Re: SMIL in SVG

On 12/12/12 5:59 PM, Kai Hendry wrote:
> On 12 December 2012 15:12, John C. Wang <John.Wang@iadea.com> wrote:
>> Example of Web incompatibility: the first link you provided earlier
>> https://play.renewchannel.com/ does not play in my IE9 browser, which is
>> either the #1 or #2 browser on the Web today. I'd say HTML incompatibility
>> is a widely recognized phenomenon. Many websites break when you try to run
>> them from mobile browsers.
>
> Indeed it's a bad example, because Renew are pushing the envelope and
> targeting only one browser and only one screen size. :( A bit like
> what banks do with Internet Explorer. ;)
>
> I still think there is a lot of room for getting the basics right that
> we could work on here.
>
> For example I was talking with a media agency today and hearing about
> their problems when they purchase inventory from DOOH media owners.
> The media owners often have to "convert" the media for their
> proprietary systems in different awkward time-consuming ways. Their
> media is usually pretty simple and I like to think a
> scalable/responsive Web design can solve this problem far more
> efficiently.

Finding a way to minimize resolution/device dependency on the content is
something that we _definitely_ need to provide a best practice for - as
it is right now, most of the sign content I have seen is severely tied
to a single screen resolution and/or software stack.

[1] CSS device adaptation is something that we should consider for this,
as most browsers have some form of functioning implementation that could
be unified at a point the standard reaches CR.

As a side question, which browser is this content designed for? I'd
like to take a look but have failed to run it on every browser I have
installed on my machine... (Opera 12, Chrome 13, Firefox 15, Safari 5)

>> Regarding your comment that "most DOOH deployments use a USB stick" today, I
>> do have some reservation. If that were the case, we run the danger of
>> dreaming up a fake problem to solve here. Digital signage whose content
>> needs to change once a month is more likely than not to run on a network
>> today, and most of them already use HTTP as the transport. I'd argue they
>> are already "web-based".
>
> I didn't see this coming. ;) Using the HTTP transport doesn't make it the Web.
>
> The Web is the HTML marked up information that's accessible from
> robots and browsers across devices that exist in the Web ecosystem
> today. There is probably a far better definition somewhere, but that's
> the best I could come up with at short notice.

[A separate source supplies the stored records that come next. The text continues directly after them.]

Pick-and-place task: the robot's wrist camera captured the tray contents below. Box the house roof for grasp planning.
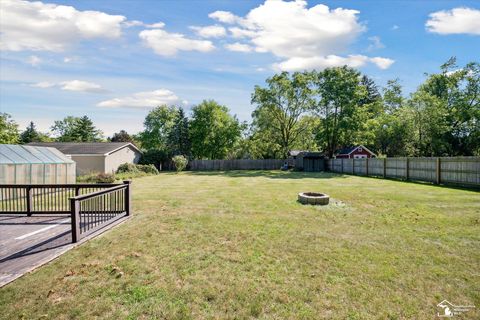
[301,151,325,158]
[336,145,375,155]
[288,150,304,157]
[0,144,74,164]
[28,142,141,155]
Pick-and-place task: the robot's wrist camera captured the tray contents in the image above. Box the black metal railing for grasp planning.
[70,181,131,242]
[0,183,118,216]
[0,181,131,242]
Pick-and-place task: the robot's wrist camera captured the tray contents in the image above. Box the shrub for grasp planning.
[140,149,168,168]
[117,162,139,173]
[77,173,115,183]
[137,164,159,174]
[172,156,188,172]
[117,163,158,176]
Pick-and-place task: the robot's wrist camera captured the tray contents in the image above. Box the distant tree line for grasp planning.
[0,58,480,165]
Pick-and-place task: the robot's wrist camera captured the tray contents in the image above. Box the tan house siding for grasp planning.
[71,154,105,176]
[104,147,141,173]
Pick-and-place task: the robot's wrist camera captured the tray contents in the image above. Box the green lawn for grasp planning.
[0,171,480,319]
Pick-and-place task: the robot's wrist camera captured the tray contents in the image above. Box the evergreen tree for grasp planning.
[109,130,134,143]
[0,113,18,144]
[20,121,49,143]
[52,116,102,142]
[167,108,191,157]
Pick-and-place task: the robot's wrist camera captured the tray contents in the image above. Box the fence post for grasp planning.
[26,186,33,217]
[383,158,387,178]
[436,158,441,184]
[123,180,132,216]
[405,157,410,180]
[70,198,80,243]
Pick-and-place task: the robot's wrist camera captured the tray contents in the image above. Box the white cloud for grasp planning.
[367,36,385,51]
[60,80,106,93]
[425,8,480,35]
[370,57,395,70]
[190,25,227,38]
[139,29,215,56]
[97,89,183,108]
[273,55,395,71]
[122,20,165,29]
[30,81,56,89]
[225,42,253,52]
[30,80,106,93]
[27,56,42,67]
[0,0,125,51]
[123,20,145,28]
[145,21,165,29]
[208,11,241,24]
[209,0,392,70]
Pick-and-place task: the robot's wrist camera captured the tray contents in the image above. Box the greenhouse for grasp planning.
[0,144,75,184]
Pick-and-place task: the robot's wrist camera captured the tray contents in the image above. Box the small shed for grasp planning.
[297,152,325,172]
[335,145,377,159]
[29,142,142,175]
[0,144,75,184]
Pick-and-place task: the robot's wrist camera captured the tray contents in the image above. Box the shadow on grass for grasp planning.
[187,170,346,179]
[182,170,480,192]
[355,175,480,193]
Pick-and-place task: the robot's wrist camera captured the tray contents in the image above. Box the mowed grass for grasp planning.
[0,171,480,319]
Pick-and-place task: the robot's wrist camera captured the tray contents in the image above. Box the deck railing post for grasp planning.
[405,157,410,180]
[123,180,132,216]
[435,158,441,184]
[70,198,80,243]
[26,186,33,217]
[383,158,387,178]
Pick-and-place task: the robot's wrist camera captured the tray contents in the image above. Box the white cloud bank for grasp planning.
[0,0,126,51]
[139,29,215,57]
[425,8,480,35]
[209,0,394,71]
[225,42,253,52]
[190,25,227,38]
[97,89,187,108]
[30,80,107,93]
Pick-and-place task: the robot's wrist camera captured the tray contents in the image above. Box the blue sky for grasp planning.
[0,0,480,135]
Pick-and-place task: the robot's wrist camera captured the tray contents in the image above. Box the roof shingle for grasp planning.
[28,142,137,155]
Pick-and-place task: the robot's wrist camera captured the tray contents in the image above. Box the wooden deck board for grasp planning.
[0,215,127,287]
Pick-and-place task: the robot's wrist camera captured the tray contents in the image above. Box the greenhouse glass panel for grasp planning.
[0,144,76,184]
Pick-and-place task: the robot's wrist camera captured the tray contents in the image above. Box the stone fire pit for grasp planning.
[298,192,330,206]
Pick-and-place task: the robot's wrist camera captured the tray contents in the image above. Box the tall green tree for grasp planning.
[315,66,368,156]
[252,72,313,157]
[51,116,102,142]
[108,130,135,143]
[416,58,480,155]
[189,100,244,159]
[20,121,51,143]
[140,105,178,152]
[167,108,192,158]
[0,113,18,144]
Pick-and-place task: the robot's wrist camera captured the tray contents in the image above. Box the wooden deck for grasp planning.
[0,214,127,287]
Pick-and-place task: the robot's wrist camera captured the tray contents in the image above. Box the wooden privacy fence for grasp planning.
[326,157,480,187]
[0,181,131,242]
[189,159,285,171]
[70,182,132,242]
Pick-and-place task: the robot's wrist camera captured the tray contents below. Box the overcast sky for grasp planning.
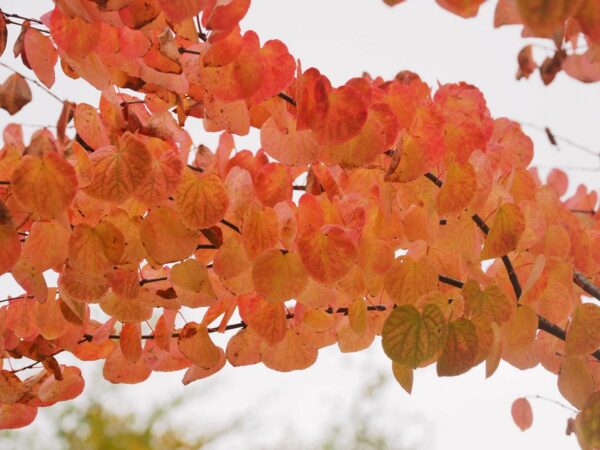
[0,0,600,450]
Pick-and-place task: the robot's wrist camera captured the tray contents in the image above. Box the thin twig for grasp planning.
[0,61,64,104]
[526,395,579,414]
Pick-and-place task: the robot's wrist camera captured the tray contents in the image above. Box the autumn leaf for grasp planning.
[481,203,525,260]
[565,303,600,355]
[11,152,78,219]
[511,397,533,431]
[24,28,58,88]
[0,73,31,116]
[252,249,308,302]
[437,318,479,376]
[381,304,446,368]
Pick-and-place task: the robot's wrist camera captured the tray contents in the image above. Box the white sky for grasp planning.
[0,0,600,450]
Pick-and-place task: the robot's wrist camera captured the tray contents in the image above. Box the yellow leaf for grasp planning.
[252,249,308,302]
[175,169,229,229]
[510,397,533,431]
[392,361,414,394]
[437,159,477,215]
[140,206,198,264]
[177,322,221,369]
[565,303,600,355]
[297,225,356,284]
[68,222,125,275]
[462,280,516,325]
[11,151,78,219]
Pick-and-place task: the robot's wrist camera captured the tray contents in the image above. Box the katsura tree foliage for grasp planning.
[0,0,600,449]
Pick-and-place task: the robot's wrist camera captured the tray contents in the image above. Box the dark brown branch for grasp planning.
[221,219,242,234]
[438,275,465,289]
[196,16,208,42]
[187,164,204,173]
[196,244,217,250]
[140,277,167,286]
[569,209,596,216]
[573,271,600,300]
[277,92,296,106]
[177,47,200,55]
[75,133,95,153]
[0,9,44,25]
[0,295,28,303]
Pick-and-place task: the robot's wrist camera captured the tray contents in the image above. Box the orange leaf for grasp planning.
[23,222,71,272]
[437,318,479,377]
[175,169,229,229]
[157,0,202,24]
[510,397,533,431]
[177,322,224,370]
[238,294,287,345]
[260,114,320,166]
[516,0,580,37]
[242,207,279,259]
[381,304,446,368]
[322,111,395,168]
[437,163,477,215]
[462,280,515,325]
[558,356,594,409]
[226,329,262,367]
[261,330,318,372]
[74,103,110,150]
[0,200,21,274]
[0,403,37,430]
[24,28,58,88]
[384,256,438,305]
[0,370,27,404]
[502,305,538,352]
[182,347,227,385]
[100,294,152,324]
[436,0,485,18]
[69,222,125,275]
[392,361,414,394]
[119,322,142,363]
[0,73,31,116]
[252,249,308,302]
[169,258,217,308]
[254,163,292,207]
[297,225,357,284]
[565,303,600,355]
[84,133,152,203]
[481,203,525,260]
[11,152,78,219]
[38,366,85,403]
[134,146,183,207]
[140,206,198,264]
[102,345,152,384]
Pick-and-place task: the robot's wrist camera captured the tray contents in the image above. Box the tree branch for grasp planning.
[0,62,64,104]
[425,173,600,361]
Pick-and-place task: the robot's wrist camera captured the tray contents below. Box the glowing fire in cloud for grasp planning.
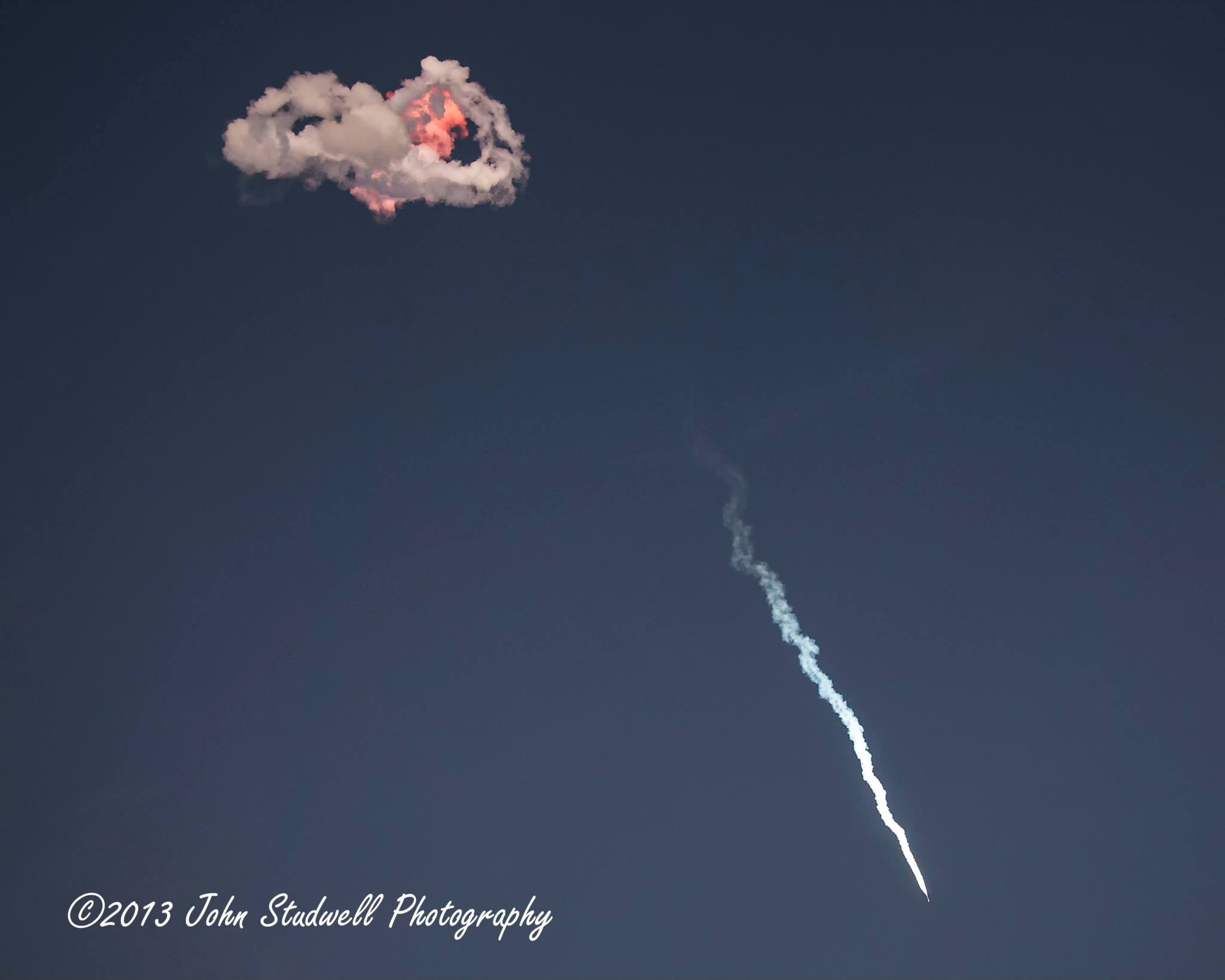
[397,84,468,160]
[223,56,528,221]
[349,84,468,221]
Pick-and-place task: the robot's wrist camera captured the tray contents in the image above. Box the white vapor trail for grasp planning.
[699,456,931,902]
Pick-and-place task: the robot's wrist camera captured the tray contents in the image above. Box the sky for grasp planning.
[0,2,1225,978]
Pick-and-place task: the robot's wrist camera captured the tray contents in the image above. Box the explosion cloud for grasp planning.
[223,56,528,221]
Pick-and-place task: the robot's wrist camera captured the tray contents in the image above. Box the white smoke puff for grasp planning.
[223,56,528,219]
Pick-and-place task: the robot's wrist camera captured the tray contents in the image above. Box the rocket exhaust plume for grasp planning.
[223,57,528,221]
[694,435,931,902]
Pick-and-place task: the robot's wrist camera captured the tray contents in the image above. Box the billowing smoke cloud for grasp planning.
[223,57,528,221]
[694,436,931,902]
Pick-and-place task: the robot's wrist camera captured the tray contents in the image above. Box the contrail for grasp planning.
[696,437,931,902]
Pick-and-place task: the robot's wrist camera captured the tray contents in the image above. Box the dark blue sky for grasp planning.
[0,2,1225,978]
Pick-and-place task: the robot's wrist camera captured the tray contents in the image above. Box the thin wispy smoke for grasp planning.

Indeed. This could be arguably be translated as "This sign executes a
Java2D powered application packed in a JAR file via HTTP hosted on a
web server, hence it's web-based".

The transport is probably the least relevant bit here. If HTML based
signage content is hosted on a local filesystem and rsync'ed from
a server for updates, that is still web-based, even if it's not
displaying hosted content from the WWW.

Regarding the "dreaming up a fake problem" bit, the use cases noted in
the wiki list _does_ mostly cover actual use cases that are currently
covered by native sign content players in some way or the other.

The amount of functionality a average DOOH deployment provides in the
western world and Asia have a vast difference, and some of more complex 
ones are quite Asia specific - so if there are use cases that do not
make sense, please do ask the list for elaboration.